Description
On Blackboard, you can find two files: “beforerain.bracken” and “afterrain.bracken”. The data in the first file is the sample from LA River before rain on a certain day, and the second file is the sample from the same river few days later after rain.
These files are outputs from the Bracken program.
- Write an R program that takes as input one of these files and a threshold, and returns all “names” (1st column) and “fractions” (7th column) of those rows where the fraction is greater than the threshold. Run the program for each file with threshold 0.01 [2pt].

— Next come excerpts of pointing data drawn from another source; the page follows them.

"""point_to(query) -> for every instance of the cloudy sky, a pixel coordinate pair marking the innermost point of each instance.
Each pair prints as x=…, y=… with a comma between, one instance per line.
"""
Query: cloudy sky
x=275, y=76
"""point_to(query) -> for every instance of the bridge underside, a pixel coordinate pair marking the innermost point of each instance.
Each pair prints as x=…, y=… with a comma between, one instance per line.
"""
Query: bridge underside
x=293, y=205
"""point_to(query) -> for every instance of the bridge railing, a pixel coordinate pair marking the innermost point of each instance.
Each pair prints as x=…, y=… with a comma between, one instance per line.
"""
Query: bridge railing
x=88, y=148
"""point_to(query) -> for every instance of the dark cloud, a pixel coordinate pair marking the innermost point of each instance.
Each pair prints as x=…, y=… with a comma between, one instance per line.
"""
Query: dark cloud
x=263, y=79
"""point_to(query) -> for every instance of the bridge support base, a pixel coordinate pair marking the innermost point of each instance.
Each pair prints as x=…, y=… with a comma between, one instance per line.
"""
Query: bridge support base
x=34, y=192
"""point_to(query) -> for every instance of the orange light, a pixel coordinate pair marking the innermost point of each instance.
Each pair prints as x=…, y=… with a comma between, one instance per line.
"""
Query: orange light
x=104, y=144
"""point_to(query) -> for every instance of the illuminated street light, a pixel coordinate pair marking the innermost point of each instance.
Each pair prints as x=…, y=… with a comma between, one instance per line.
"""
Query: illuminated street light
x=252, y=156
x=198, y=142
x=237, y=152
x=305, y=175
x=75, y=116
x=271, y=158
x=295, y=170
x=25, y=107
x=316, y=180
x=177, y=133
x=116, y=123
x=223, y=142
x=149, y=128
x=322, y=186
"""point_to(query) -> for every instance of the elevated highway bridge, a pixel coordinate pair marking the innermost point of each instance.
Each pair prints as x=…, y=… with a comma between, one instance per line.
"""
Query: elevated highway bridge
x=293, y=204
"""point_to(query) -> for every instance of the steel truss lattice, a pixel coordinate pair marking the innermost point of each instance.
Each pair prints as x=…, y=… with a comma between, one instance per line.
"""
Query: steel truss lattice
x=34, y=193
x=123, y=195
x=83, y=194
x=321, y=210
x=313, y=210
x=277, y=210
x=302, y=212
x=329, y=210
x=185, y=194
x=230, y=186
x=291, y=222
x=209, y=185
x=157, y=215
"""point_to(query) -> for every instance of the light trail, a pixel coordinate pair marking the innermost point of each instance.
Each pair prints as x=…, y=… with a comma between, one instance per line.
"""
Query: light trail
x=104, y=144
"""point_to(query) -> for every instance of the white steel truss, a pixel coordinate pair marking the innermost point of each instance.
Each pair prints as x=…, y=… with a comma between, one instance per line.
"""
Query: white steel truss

- Write an R program that takes as input both of these files and a number n, and returns the “names” and “fractions” (the fractions in both files) for the n names with the greatest absolute difference in fractions between the two files. Note: some names might be present in one file but absent (not even listed) in the other file. The fraction for the name not listed in the file is zero. Run the program with the number n equal to 10 [3pt].
- Let {𝑟𝑖} be the “new_est_reads” numbers (6th column) in one of the files. Define {𝑝𝑖 = 𝑟𝑖⁄∑𝑟𝑗}. The Shannon diversity for the file is defined as −∑𝑝𝑖𝑙𝑛(𝑝𝑖). Write an R program to compute the Shannon diversity. Run this program for both files and tell us what you find [3pt].
Turn in the code for the aforementioned R functions and the answers into one file in Jupyter Notebook format (.ipynb). Use the “Turnitin” link on Blackboard/Assignments/Assignment 7 to submit this file.